Neredeyse “grev” Fransızlar için, bir kültürel “tanıtım” ağırlığı taşıyordu.
Tabii; burada da, grev gösterilerine bulaşan “radikal gruplar” olay çıkardılar. Polisle çatıştılar. Gazeteciler dövüldü…
Ama “grev”in halktan sağladığı katılım ve destek ona ciddi bir “ağırlık” ve “prestij” kazandırıyordu.
ELSEN’in “grev gerekçesi” ise, toplumdan hiçbir destek görmedi. “Sendika bu işlere neden karışıyor?” tartışmaları yaşandı.
Sendika; “bilimsel” ve “teknik” kapasitesinin “jeneratör” elektriğine acilen ihtiyaç duyulduğunu saptayabilecek bir “kıvamda” olduğuna kimseyi inandıramadı.
Tam tersine geçmişte “jeneratör alımları”nın yarattığı çirkin “spekülasyonlar” toplumsal bellekte yerini koruyor ve Erhan Arıklı da haklı olarak “Jeneratör lobiciliği”nin bir sendikaya bulaşmasının arkasındaki senaryoları topa tutuyor.
Kısacası ELSEN, bu grev gerekçesinde hiç ama hiç “inandırıcı” olamadı.
Kirli dumanlar üreten santrallerden çıkan dumana KIBTEK’in bir filtre takmasını sağlayamayan, kaliteli yakıt kullanılmasını zorlamayan ELSEN’in “ille de hemen jeneratör alın” demesini yadırgamamak elde değil.
Bir de şu var: Kendilerini “solda” tanımlayan bir kesim vardır ki, “aman KIBTEK Kıbrıs Türk toplumunun malıdır, elden gidecek, peşkes çekilecek” diye feryat ediyor ve gözleri KIBTEK’teki statükonun korunmasından başka bir şey görmüyor.
Sol politikanın özü; tüketiciyi korumak, çevreyi korumak ve monopollere karşı çıkmaktır.
Oysa bu yapısı ile KIBTEK, Kıbrıs Türkü’nün malı değildir.
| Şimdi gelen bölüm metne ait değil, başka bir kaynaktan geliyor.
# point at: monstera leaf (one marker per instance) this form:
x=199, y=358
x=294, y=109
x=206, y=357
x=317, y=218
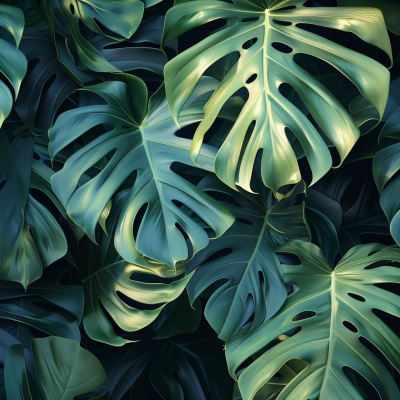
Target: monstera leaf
x=386, y=164
x=134, y=53
x=36, y=104
x=267, y=36
x=148, y=146
x=31, y=238
x=246, y=278
x=132, y=302
x=45, y=305
x=117, y=20
x=64, y=370
x=349, y=199
x=185, y=362
x=390, y=10
x=321, y=324
x=13, y=63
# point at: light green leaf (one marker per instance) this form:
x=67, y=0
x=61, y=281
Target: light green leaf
x=106, y=276
x=333, y=310
x=252, y=29
x=104, y=215
x=30, y=237
x=65, y=369
x=147, y=147
x=386, y=164
x=247, y=279
x=19, y=384
x=118, y=20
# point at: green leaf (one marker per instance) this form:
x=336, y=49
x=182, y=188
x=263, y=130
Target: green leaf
x=105, y=276
x=348, y=197
x=13, y=63
x=190, y=365
x=31, y=238
x=117, y=20
x=19, y=384
x=147, y=147
x=321, y=324
x=390, y=10
x=50, y=307
x=65, y=369
x=38, y=102
x=386, y=164
x=252, y=30
x=247, y=278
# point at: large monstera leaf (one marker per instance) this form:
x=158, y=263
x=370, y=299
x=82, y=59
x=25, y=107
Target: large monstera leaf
x=181, y=358
x=247, y=273
x=109, y=285
x=348, y=197
x=267, y=36
x=36, y=104
x=117, y=20
x=64, y=370
x=13, y=63
x=325, y=323
x=31, y=238
x=148, y=146
x=386, y=165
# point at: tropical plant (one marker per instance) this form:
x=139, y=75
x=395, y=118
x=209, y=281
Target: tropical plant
x=171, y=227
x=330, y=323
x=267, y=36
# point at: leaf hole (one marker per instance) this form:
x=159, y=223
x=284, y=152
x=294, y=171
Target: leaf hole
x=291, y=288
x=218, y=254
x=282, y=47
x=351, y=327
x=390, y=320
x=391, y=287
x=251, y=79
x=182, y=231
x=248, y=315
x=349, y=40
x=357, y=297
x=249, y=43
x=137, y=304
x=177, y=203
x=378, y=353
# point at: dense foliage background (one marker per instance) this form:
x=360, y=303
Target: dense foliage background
x=199, y=200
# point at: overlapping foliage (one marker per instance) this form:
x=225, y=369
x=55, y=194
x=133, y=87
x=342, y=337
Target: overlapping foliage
x=199, y=199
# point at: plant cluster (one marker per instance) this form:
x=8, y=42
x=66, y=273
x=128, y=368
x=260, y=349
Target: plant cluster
x=199, y=200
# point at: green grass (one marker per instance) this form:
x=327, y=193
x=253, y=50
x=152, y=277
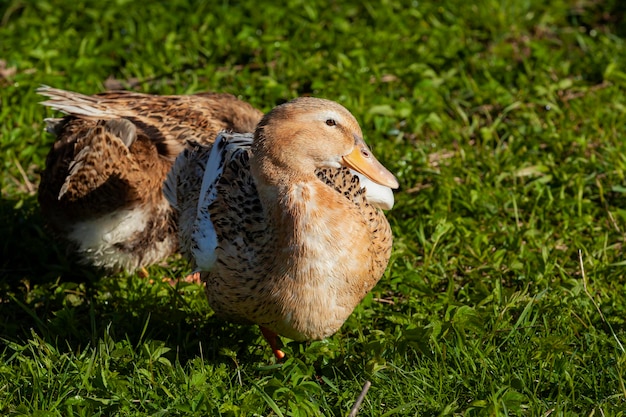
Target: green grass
x=506, y=292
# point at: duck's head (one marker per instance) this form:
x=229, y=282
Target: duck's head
x=308, y=133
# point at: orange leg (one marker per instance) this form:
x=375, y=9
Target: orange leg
x=270, y=336
x=194, y=278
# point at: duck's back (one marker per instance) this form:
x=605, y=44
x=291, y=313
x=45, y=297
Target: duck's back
x=251, y=273
x=102, y=186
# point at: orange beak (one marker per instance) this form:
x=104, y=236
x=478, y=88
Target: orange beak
x=362, y=160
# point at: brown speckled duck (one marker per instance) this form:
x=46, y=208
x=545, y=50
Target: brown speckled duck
x=285, y=226
x=101, y=189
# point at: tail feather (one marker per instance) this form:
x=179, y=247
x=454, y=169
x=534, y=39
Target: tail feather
x=75, y=104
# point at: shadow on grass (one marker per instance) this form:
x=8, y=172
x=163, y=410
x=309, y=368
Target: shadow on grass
x=43, y=291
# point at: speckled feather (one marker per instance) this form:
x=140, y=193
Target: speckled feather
x=299, y=274
x=102, y=186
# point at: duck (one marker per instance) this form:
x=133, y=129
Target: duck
x=285, y=225
x=101, y=188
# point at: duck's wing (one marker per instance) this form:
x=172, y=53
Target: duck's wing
x=196, y=182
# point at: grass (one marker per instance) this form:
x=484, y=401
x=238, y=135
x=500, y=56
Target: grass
x=506, y=292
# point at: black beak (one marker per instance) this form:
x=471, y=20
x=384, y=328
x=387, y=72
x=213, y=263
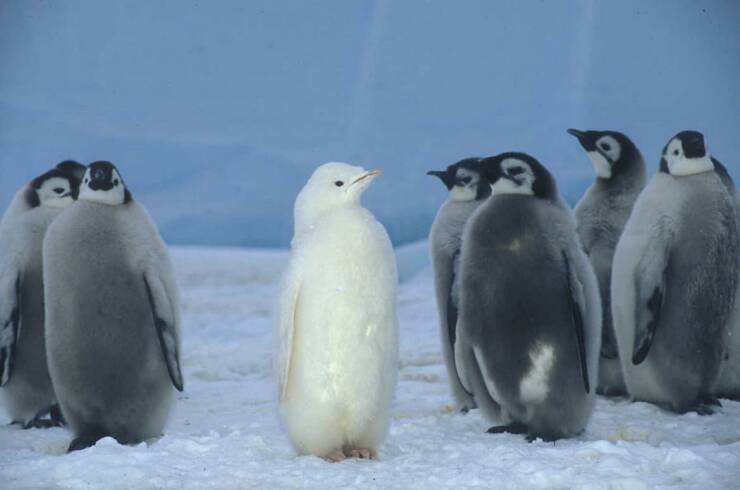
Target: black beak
x=583, y=137
x=443, y=176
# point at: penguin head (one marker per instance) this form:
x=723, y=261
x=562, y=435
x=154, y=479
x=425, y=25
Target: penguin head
x=685, y=154
x=56, y=188
x=519, y=173
x=608, y=150
x=464, y=181
x=103, y=184
x=333, y=185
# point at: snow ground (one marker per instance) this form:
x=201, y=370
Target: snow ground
x=224, y=433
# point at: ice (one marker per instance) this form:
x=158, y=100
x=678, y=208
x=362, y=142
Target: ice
x=225, y=432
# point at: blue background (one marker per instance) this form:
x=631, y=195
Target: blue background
x=217, y=112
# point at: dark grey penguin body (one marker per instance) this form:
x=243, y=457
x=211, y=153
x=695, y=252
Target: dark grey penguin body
x=112, y=315
x=26, y=390
x=601, y=215
x=467, y=190
x=530, y=316
x=675, y=280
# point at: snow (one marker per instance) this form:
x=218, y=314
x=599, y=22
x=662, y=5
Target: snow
x=224, y=432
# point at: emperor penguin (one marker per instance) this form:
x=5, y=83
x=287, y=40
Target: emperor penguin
x=337, y=330
x=112, y=313
x=467, y=189
x=600, y=216
x=529, y=329
x=26, y=389
x=674, y=280
x=728, y=385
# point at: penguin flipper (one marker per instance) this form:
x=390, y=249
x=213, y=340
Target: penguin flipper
x=650, y=291
x=289, y=297
x=10, y=323
x=165, y=323
x=576, y=300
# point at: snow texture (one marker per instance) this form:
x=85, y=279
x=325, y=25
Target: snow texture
x=224, y=432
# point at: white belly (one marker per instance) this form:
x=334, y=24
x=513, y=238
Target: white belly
x=345, y=348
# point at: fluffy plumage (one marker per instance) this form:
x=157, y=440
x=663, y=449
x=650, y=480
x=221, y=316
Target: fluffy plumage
x=530, y=317
x=113, y=317
x=674, y=280
x=337, y=329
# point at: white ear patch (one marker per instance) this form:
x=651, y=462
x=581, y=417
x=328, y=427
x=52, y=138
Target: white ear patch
x=680, y=166
x=505, y=186
x=458, y=193
x=601, y=165
x=534, y=386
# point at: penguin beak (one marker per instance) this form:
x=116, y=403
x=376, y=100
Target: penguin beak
x=370, y=174
x=583, y=138
x=577, y=133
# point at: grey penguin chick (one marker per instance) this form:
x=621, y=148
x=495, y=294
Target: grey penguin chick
x=728, y=385
x=674, y=280
x=529, y=329
x=112, y=313
x=27, y=392
x=600, y=216
x=467, y=189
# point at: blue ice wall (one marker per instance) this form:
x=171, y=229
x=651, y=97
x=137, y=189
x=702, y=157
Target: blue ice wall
x=217, y=112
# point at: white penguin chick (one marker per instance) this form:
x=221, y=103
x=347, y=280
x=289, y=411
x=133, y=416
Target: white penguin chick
x=112, y=315
x=337, y=351
x=27, y=392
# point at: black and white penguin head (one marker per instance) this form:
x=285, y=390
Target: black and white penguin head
x=464, y=181
x=518, y=173
x=685, y=154
x=103, y=184
x=56, y=188
x=333, y=185
x=608, y=150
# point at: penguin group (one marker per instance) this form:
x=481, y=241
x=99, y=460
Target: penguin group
x=631, y=294
x=89, y=309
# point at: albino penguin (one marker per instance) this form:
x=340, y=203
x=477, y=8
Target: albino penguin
x=337, y=357
x=467, y=189
x=26, y=390
x=530, y=314
x=601, y=215
x=675, y=279
x=112, y=315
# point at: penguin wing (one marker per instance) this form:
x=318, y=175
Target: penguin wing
x=650, y=288
x=10, y=320
x=165, y=321
x=289, y=297
x=577, y=302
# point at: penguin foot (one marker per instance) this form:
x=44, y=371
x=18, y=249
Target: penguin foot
x=363, y=454
x=55, y=414
x=703, y=409
x=512, y=428
x=83, y=442
x=711, y=401
x=335, y=457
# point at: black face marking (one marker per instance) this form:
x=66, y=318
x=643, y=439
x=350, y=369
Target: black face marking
x=544, y=185
x=102, y=179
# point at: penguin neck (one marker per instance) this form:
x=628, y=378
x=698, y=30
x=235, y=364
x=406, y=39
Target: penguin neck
x=628, y=175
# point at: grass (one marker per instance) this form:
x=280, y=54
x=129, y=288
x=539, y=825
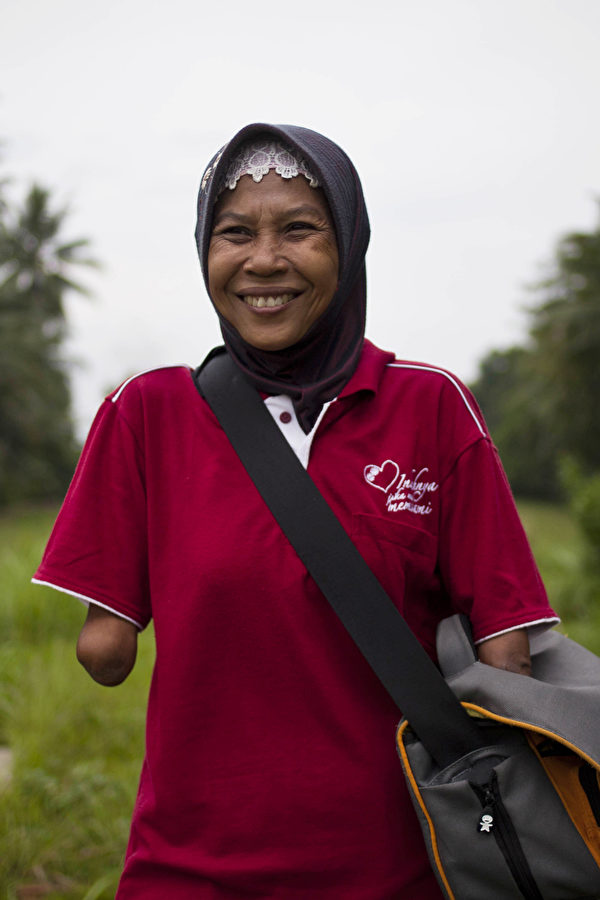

Orada çalışan ve çoğu politik partiler tarafından siyasal örgütlerden toplanıp “topluca” işe alınan 600’ü aşkın personelin genel “standartlar üstünde” ücret aldığı, menfaatler sağladığı bir “monopol”dür.
Dilediğinin elektiğini kesen, dilediğinin elektriğini bağışlayan, politikacılar tarafından “çiftlik” olarak kullanılan bir “tekel”ci kuruluştur.
Tüketiciye saygıdeğer bir “müşteri” olarak değil, devlet karşısında boynu bükük bir yurttaş muamelesi yapmaktadır.
Yasasında “yargılama” yetkisi bile vardır. Müşterisini hırsız diye damgalayıp ceza kesebilmektedir.
AKSA’dan satın aldığı elektiği, tüketiciye kâr ile satan bir aracıdır. Rum tarafında olduğu gibi, bu kuruluşa “kendin elektriğini üret, tüketiciye doğrudan kendin sat” bile denmemekte, rekabet ortamından kaçarak AKSA’nın sırtından para kazanmaktadır.
Bu yüzden “AKSA defolup gitsin” deyişi bile inandırıcı ve tutarlı değildir.
İlginçtir, sağ ve sol partiler hükümete geldiğinde “Aman sendika ile iyi geçinelim” korkusu nedeniyle hiçbir adım atılamamaktadır.
Statü devam etmekte; olan da “tüketici”ye olmaktadır.